Closed JejuWayfarer closed 4 years ago
Yes, it is possible. Just replace the model name in that example with a multi lingual model.
Thanks for response. When additional learning in Korean for the multilingual model is conducted, is it done through knowledge distilation (like distil BERT)? Or is it done by updating the BERT weight like SBERT?
I have one more question. I am working on making Korean sentence embeddings. Is there a difference in performance between using 'xlm-r-base-en-ko-nli-ststb' and 'xlm-r-100langs-bert-base-nli-stsb-mean-tokens'? Or would it be best to create a Korean monolingual model?
Both were trained with the same method (multilingual knowledge Destillation). The XLM-R-en-ko works even better for Korean than a monolingual model (according to KorSTSb).
The XLM-R-100langs model should produce similar embeddings, as both imitate bert-base-nli-stsb. But as it was trained for more languages, I expect it to be slightly worse than the en-ko model.
Thanks, I understood the principle of learning
A little question remains. Is multilingual knowledge Distillation used when continue learning Korean data in a multilingual model? In order to use multilingual knowledge Distillation, is it not necessary to use Korean single data, but to use paired data containing Korean? Can I perform continue learning on the multilingual model even when there is only Korean NLI or STS data?
Is there any advantage of using a multilingual model even when dealing with only a single language?
Not sure if I understand your question.
There are different ways you can fine-tune models: Option 1: Train on English data. Then use multilingual knowledge distillation to make the model compatible with Korean. Then you have an EN-KO model with aligned vector spaces.
Option 2: Train only on Korean data (like KorNLI and KorSTS). In that case the model only works for Korean.
The performance for Option 1 and Option 2 is about the same (in my experiments). Advantage of option 1 is that your model also support English :)
If you continue training on some other data, you can use models either from Option 1 or Option 2 and tune-it further on task specific data.

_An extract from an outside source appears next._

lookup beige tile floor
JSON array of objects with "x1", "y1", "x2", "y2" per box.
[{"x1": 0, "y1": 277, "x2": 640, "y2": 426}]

Thanks again for the answer.
One more question is, is it possible to train data such as KorNLI in addition to 'xlm-r-base-en-ko'? In other words, is it possible to proceed with additional learning in one of the languages in the multilingual model?
I think it is possible to learn the weight of the BERT layer, but is it correct? In this case, is it a model that can only be used in Korean?
Yes, you can proceed the training only on e.g. Korean data.
The alignment over the time will then get worse, i.e., the Korean space will be slightly different than the English space. The longer you train (and the more data), the worse the misalignment should get. But I think you would still get a quite decent alignment as the vector space moves rather slowly when fine-tuning on new data.
Thanks very much for answer. Even if the alignment worsens by additionally learning Korean, if the model is applied only to the Korean data, not English, can it be considered that the performance will improve?
If you have suitable training data, that matches your desired task, performance will usually increase, yes.
Thank you very much for your long response. It was a great help.
In the case of the monolingual model, it is shown that continue learning is possible with STS-type data. Likewise, is there a way to continue learn with custom data in the 3 multilingual models disclosed? If possible, should I change it to NLI or STS data format and proceed? Is there anything I can refer to?